Boran eve gelmişti ve çok kızgındı hemen yanına gittim.


''Noldu?''


''Sizin ki kaza değil,bilerek kaza yapmanızı isteyen biri varmış ama kim?''


''Ne '' dedim ve orada öylece donup kaldım.Boran elini karnıma koydu.


''Bekle yavrum sana bunu yapanları bulucam'' dedi ve genco'nun yanına gitti.Ona da anlattı o da çok sinirlendi hatta masayı dağıttı.

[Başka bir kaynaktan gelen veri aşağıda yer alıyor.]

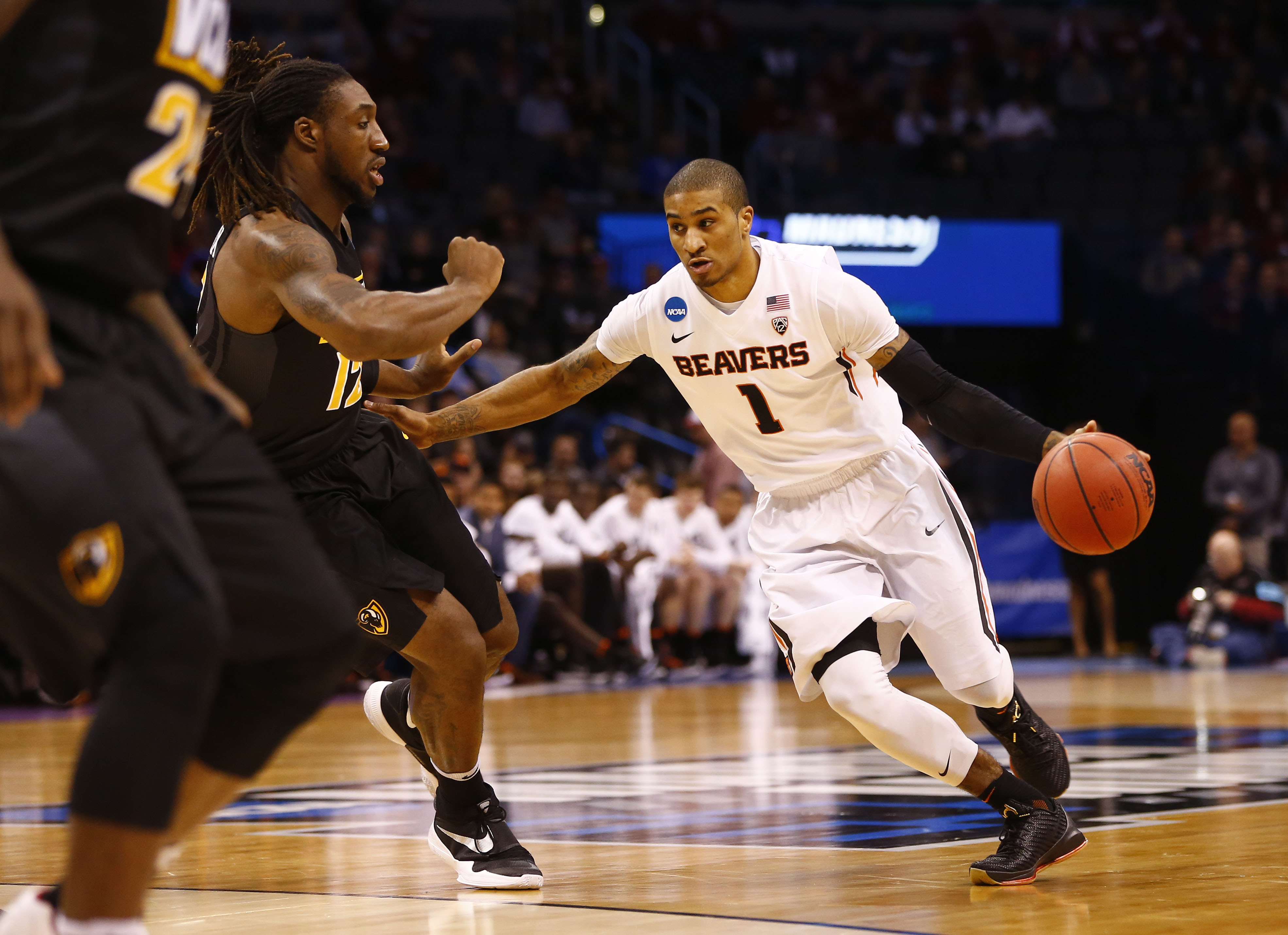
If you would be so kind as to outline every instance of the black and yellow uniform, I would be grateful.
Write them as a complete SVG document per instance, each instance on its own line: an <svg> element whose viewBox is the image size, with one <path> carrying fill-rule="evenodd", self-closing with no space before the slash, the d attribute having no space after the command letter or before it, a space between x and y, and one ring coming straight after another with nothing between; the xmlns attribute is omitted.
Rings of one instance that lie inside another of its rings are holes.
<svg viewBox="0 0 1288 935"><path fill-rule="evenodd" d="M362 281L358 251L296 198L295 215L326 238L336 269ZM228 238L220 231L206 263L197 309L197 352L250 406L251 434L277 466L323 551L344 578L358 626L402 649L425 622L408 590L444 587L479 632L501 622L496 576L425 457L362 401L380 362L349 361L285 314L250 335L219 313L214 269Z"/></svg>
<svg viewBox="0 0 1288 935"><path fill-rule="evenodd" d="M0 428L0 639L52 693L98 688L71 809L131 827L167 827L189 757L254 775L357 648L285 486L128 310L227 31L227 0L41 0L0 41L0 227L66 375Z"/></svg>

''KİM O OROSPU ÇOCUĞU KİM , KİM SEVDİKLERİMİZE KIYMAYA ÇALIŞAN BORAN'' diye bağırıyordu genco.Zehra sonunda sakinleştirdi onu boran'da Tuğrul'u aradı hemen ama açmadı.


''Açmıyor'' dedi


''Kafa dinliyordur '' dedi zehra


''Aynen'' dedim bende


Murattan


Son dakika da ilaydayı ordan götürmesem tuğrul bizi yakalayacaktı ve bu çok kötü bir durum olurdu.Eve getirdim ilayda'yı bana şaşkınlıkla bakıyordu ama umrumda değildi.Onu odasına çıkardım ve dinlenmesini söyledim.Sonra bir mektup yazdım.


=Tuğrul , ilayda yaşıyor onu merak etmeyin! O benimle güvende. Ben ona çok iyi bakıyorum. Bir şey daha demem lazım ama dilim varmıyor. Tuğrul ilayda hafızasını kaybetti bu yüzden hiçbirinizi tanımıyor kusura bakma. O benimle sakın bizi bulmaya kalkışma.


                                                                                                                                                             Murat =


Hemen o mektubu tuğrul'un evine gönderdim.Şimdi ne yapmam gerekiyordu?